Web: http://www.nepalembassy-germany.de

Honorargeneralkonsulat Nepal (A)

Akaziengasse 30

1230 Wien

Tel.: +43-1-28800100

Fax: +43-1-28800111

E-Mail: Consulat@nepal.at

Nepalesische Botschaft (CH)

Rue de la Servette 81

1202 Genf

Tel.: +41-22-7332600

Fax: +41-22-7332722

E-Mail: mission.nepal@bluewin.ch

Anreise

Mit dem Flugzeug

Von Frankfurt, München, Wien und Zürich fliegt z.B. Qatar Airways über Doha (Katar) nach Kathmandu, Etihad Airways bietet ebenfalls von Frankfurt und München Flüge über Abu Dhabi an; von Frankfurt fliegen außerdem Oman Airways über Muscat (Oman), Gulf Air über Bahrain und Lufthansa sowie Thai Airways über Bangkok nach Kathmandu. Von Wien gibt es außerdem Verbindungen mit Austrian Airlines. Die reine Flugzeit aus dem deutschsprachigen Raum beträgt ungefähr 9 Std.

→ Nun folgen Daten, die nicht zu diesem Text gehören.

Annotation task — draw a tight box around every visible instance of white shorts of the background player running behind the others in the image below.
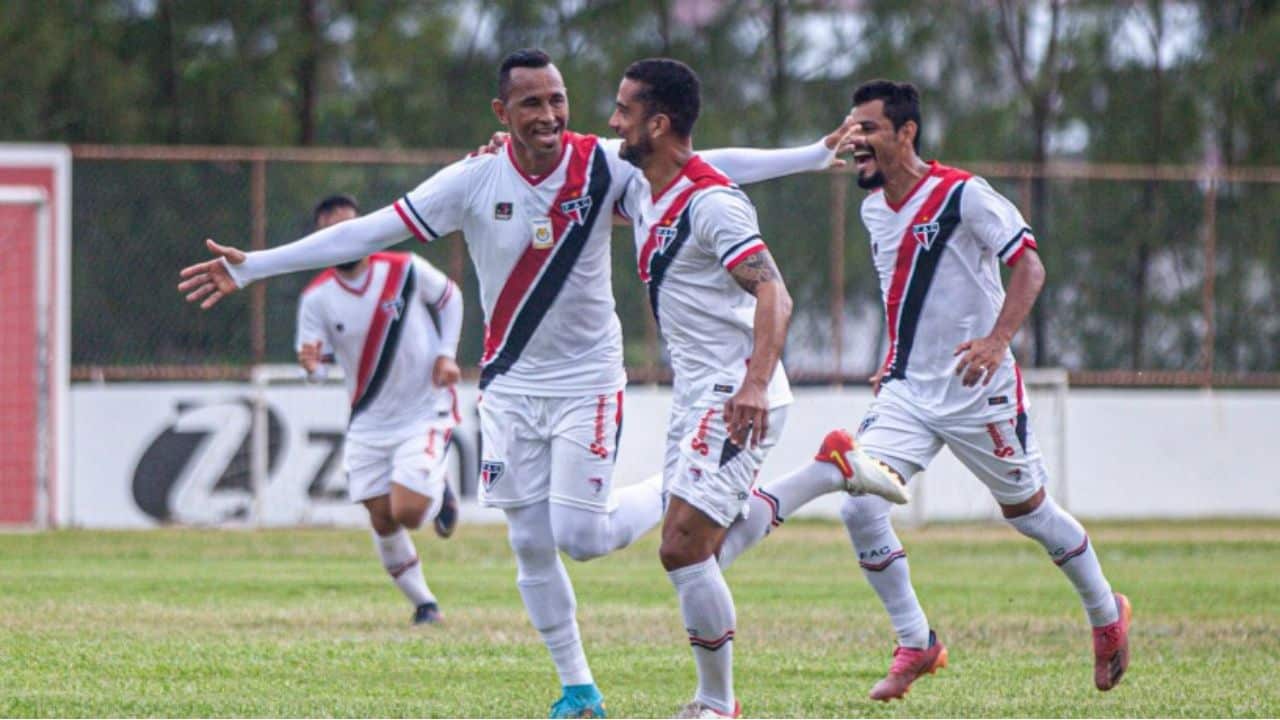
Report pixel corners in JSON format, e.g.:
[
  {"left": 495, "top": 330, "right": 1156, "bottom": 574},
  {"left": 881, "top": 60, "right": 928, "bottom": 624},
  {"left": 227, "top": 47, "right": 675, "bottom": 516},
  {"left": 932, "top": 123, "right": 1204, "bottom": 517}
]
[{"left": 342, "top": 416, "right": 457, "bottom": 502}]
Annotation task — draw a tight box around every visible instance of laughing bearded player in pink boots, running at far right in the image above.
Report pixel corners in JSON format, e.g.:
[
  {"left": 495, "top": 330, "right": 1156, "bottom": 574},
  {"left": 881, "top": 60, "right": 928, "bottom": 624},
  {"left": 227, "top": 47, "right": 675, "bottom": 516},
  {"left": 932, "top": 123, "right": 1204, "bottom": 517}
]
[{"left": 841, "top": 81, "right": 1130, "bottom": 701}]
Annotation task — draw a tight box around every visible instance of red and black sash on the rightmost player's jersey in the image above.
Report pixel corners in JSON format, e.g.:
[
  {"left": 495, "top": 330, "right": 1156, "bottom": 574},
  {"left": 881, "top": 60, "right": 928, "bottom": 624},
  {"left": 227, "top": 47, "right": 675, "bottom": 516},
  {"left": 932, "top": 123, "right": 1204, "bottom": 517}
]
[{"left": 884, "top": 165, "right": 972, "bottom": 380}]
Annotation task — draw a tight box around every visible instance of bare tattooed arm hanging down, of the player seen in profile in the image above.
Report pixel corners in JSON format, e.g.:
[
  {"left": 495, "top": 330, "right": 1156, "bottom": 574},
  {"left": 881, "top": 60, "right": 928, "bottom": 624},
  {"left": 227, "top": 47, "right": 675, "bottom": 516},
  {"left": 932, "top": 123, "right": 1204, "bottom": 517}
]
[{"left": 724, "top": 247, "right": 791, "bottom": 447}]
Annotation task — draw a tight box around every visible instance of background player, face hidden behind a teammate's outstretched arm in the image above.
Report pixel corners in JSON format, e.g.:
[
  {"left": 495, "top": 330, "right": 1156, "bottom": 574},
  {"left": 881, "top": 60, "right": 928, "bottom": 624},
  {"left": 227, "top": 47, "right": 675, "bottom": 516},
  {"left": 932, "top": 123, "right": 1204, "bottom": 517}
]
[{"left": 297, "top": 195, "right": 462, "bottom": 624}]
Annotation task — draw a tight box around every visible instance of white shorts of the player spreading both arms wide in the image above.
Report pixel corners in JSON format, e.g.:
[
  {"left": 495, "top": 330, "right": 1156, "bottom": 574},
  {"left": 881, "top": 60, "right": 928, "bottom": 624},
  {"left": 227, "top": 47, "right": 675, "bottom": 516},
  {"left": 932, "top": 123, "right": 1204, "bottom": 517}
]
[{"left": 480, "top": 391, "right": 622, "bottom": 512}]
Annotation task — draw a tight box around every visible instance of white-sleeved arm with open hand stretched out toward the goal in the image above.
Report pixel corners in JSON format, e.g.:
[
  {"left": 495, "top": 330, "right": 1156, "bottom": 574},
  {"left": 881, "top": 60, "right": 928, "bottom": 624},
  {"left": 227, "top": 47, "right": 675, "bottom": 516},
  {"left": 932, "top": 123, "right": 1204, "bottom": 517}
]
[{"left": 178, "top": 206, "right": 410, "bottom": 310}]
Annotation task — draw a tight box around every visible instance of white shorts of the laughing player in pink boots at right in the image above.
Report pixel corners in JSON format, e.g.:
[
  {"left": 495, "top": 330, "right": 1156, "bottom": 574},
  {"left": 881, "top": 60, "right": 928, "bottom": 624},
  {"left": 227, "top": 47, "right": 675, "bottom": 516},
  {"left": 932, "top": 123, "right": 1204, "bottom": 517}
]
[{"left": 858, "top": 392, "right": 1047, "bottom": 505}]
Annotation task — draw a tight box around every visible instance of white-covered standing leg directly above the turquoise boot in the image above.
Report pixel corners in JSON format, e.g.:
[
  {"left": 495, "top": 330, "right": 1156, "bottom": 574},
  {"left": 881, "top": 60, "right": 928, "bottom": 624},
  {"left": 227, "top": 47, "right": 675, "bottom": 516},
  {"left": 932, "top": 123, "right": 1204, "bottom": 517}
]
[{"left": 507, "top": 502, "right": 595, "bottom": 685}]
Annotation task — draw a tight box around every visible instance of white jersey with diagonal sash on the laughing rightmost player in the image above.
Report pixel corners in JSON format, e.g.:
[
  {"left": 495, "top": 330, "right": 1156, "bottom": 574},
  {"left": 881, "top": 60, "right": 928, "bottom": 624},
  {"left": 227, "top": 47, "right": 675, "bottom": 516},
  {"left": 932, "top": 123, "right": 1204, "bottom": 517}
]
[{"left": 861, "top": 163, "right": 1036, "bottom": 419}]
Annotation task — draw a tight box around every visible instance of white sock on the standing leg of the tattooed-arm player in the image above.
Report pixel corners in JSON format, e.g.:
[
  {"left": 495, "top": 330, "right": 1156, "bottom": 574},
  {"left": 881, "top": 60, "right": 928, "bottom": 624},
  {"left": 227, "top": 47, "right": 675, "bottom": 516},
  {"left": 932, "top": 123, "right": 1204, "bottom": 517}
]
[{"left": 667, "top": 557, "right": 737, "bottom": 714}]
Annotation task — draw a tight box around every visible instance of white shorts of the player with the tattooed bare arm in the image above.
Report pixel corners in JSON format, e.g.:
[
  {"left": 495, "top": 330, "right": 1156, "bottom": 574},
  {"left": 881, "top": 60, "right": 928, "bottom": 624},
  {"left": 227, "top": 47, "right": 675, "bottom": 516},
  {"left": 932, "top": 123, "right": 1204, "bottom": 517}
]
[{"left": 662, "top": 389, "right": 787, "bottom": 528}]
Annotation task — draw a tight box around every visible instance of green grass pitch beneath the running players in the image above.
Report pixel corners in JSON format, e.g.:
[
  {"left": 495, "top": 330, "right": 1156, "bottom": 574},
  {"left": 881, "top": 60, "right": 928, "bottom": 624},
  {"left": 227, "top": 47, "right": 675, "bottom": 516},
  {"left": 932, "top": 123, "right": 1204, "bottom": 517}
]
[{"left": 0, "top": 521, "right": 1280, "bottom": 717}]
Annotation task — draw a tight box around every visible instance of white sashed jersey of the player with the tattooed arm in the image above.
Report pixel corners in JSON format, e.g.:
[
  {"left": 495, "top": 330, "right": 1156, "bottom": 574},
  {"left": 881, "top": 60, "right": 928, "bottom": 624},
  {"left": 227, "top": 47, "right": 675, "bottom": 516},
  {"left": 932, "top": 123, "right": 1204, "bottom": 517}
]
[{"left": 618, "top": 155, "right": 791, "bottom": 407}]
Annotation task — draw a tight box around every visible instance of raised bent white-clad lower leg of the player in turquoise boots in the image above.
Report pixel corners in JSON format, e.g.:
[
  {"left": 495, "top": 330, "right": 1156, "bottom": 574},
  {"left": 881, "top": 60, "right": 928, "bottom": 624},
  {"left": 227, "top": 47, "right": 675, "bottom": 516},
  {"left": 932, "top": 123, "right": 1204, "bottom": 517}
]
[{"left": 550, "top": 475, "right": 662, "bottom": 560}]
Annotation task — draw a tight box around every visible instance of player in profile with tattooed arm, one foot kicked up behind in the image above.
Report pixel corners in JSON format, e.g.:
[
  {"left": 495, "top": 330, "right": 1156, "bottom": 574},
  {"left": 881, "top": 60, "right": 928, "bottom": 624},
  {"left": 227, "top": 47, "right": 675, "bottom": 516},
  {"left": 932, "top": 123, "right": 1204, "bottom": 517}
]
[{"left": 609, "top": 59, "right": 906, "bottom": 717}]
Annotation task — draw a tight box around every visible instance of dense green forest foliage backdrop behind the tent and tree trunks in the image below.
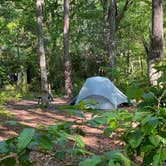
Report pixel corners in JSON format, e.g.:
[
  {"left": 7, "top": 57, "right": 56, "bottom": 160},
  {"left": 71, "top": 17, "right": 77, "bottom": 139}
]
[{"left": 0, "top": 0, "right": 166, "bottom": 95}]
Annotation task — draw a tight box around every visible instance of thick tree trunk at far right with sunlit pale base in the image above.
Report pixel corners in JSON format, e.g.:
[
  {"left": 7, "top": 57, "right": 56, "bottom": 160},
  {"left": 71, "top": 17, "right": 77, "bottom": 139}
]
[{"left": 148, "top": 0, "right": 163, "bottom": 85}]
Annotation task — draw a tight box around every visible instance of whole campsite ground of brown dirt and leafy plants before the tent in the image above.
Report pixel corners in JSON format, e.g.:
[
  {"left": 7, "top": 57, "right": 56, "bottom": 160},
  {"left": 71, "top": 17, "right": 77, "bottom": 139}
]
[{"left": 0, "top": 88, "right": 166, "bottom": 166}]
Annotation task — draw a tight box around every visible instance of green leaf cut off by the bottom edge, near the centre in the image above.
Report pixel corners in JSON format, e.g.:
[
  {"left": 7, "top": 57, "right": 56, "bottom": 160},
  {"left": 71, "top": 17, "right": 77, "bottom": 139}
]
[{"left": 79, "top": 156, "right": 101, "bottom": 166}]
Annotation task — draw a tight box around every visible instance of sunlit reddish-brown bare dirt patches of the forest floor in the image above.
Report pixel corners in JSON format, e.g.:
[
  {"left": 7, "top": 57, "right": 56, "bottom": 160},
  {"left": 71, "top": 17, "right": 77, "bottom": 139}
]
[{"left": 0, "top": 98, "right": 135, "bottom": 166}]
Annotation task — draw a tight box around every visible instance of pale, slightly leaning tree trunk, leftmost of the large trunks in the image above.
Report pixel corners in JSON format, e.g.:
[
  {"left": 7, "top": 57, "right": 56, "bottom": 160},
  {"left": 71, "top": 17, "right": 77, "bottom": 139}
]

Der Tribhuvan International Airport befindet sich ca. 5,5 km östlich der Stadt. In die Innenstadt gelangt mit dem Flughafenbus, dem Taxi oder mit Motor-Rikschas (Tempos). Günstige Flüge können u.a. über die Seite http://www.nepal.de/Fluege-nach-Nepal gebucht werden.

Haustiere

Die meisten Haustiere (Hunde, Katzen, Vögel) können ohne Quarantäne nach Nepal einreisen. Man benötigt ein tierärztliches Gesundheitszeugnis, das nicht älter als 7 Tage ist und für Hunde und Katzen den Nachweis einer Tollwut-Impfung, die mind. 30 Tage, aber nicht länger als 12 Monate zurückliegt.

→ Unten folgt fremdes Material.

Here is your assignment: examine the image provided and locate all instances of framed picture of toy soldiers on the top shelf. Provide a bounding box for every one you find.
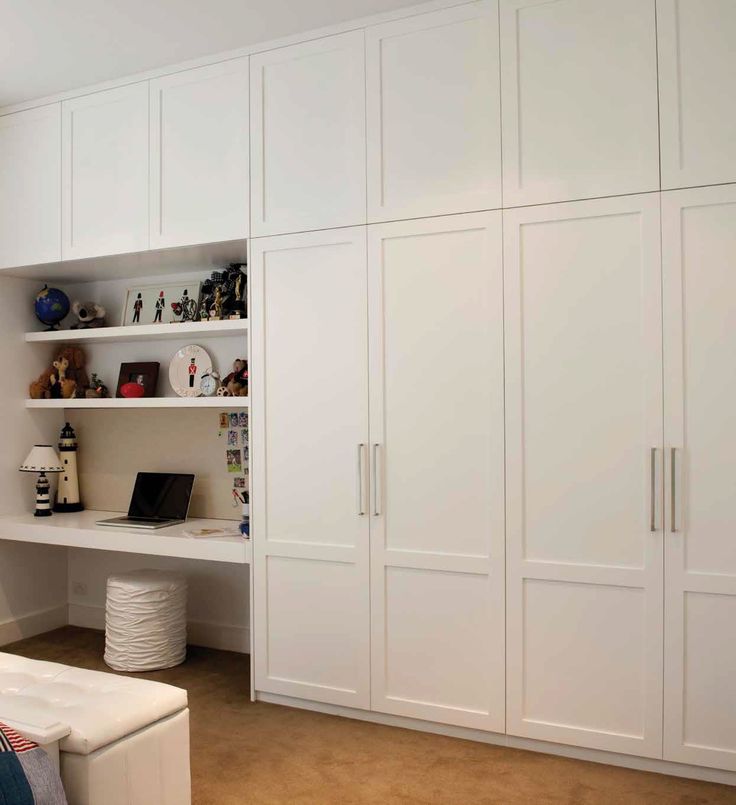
[120,281,202,327]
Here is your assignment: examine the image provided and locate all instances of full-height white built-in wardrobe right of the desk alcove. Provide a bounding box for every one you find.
[250,0,736,770]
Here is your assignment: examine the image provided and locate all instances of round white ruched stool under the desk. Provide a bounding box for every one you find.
[105,570,187,672]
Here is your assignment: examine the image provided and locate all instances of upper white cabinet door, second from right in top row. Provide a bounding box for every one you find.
[500,0,659,207]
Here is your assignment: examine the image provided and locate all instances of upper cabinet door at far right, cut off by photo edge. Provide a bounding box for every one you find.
[657,0,736,188]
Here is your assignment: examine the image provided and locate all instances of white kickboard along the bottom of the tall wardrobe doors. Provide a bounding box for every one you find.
[256,691,736,786]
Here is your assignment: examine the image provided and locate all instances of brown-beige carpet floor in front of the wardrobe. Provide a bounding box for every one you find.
[2,626,736,805]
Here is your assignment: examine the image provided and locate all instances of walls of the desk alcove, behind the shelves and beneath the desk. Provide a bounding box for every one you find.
[0,268,249,651]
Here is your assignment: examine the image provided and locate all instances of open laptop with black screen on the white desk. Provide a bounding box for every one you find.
[97,472,194,529]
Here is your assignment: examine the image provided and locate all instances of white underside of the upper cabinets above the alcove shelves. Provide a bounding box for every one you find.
[0,240,248,284]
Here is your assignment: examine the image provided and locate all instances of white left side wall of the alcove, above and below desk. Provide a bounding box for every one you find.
[0,278,67,645]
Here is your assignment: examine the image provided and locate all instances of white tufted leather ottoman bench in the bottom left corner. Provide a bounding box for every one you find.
[0,653,191,805]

Für die Wiedereinreise in die EU ist eine Blutuntersuchung (Tollwutantikörpertest) erforderlich, die bereits rechtzeitig (i.d.R. 3 Monate) vor der Reise im Heimatland durchgeführt werden sollte. Bitte erkundigen Sie sich rechtzeitig vor der Reise bei der jeweiligen Botschaft oder konsularischen Vertretung über die jeweils gültigen Bestimmungen. Hier erfahren Sie auch, welche Tiere im Zielland als „Haustiere“ angesehen werden; für verschiedene Tierarten können unterschiedliche Regelungen bestehen.

Kriminalität

Die politische Lage in Nepal ist instabil und das Rechtssystem unzuverlässig, wodurch die allgemeine Gewaltbereitschaft deutlich zugenommen hat. In Kathmandu, aber auch in anderen Landesteilen hat es in letzter Zeit mehrere Bombenanschläge gegeben. Unruhen sind im ganzen Land möglich. Besondere Vorsicht ist im südöstlichen Teil des Terai, in Kathmandus Viertel Thamel sowie in einzelnen Stadtteilen von Patan/Lalitpur und in der Nähe von Touristenattraktionen geboten. Von Demonstrationen und Menschenansammlungen sollte man sich generell fernhalten und sich nach Einbruch der Dunkelheit nicht alleine im Freien aufhalten. Vor allem als Rucksack-Tourist ist man außerdem einer erhöhten Gefahr ausgesetzt, Opfer von „Spenden-Erpressern“ zu werden, die vor Anwendung von Gewalt nicht zurückschrecken.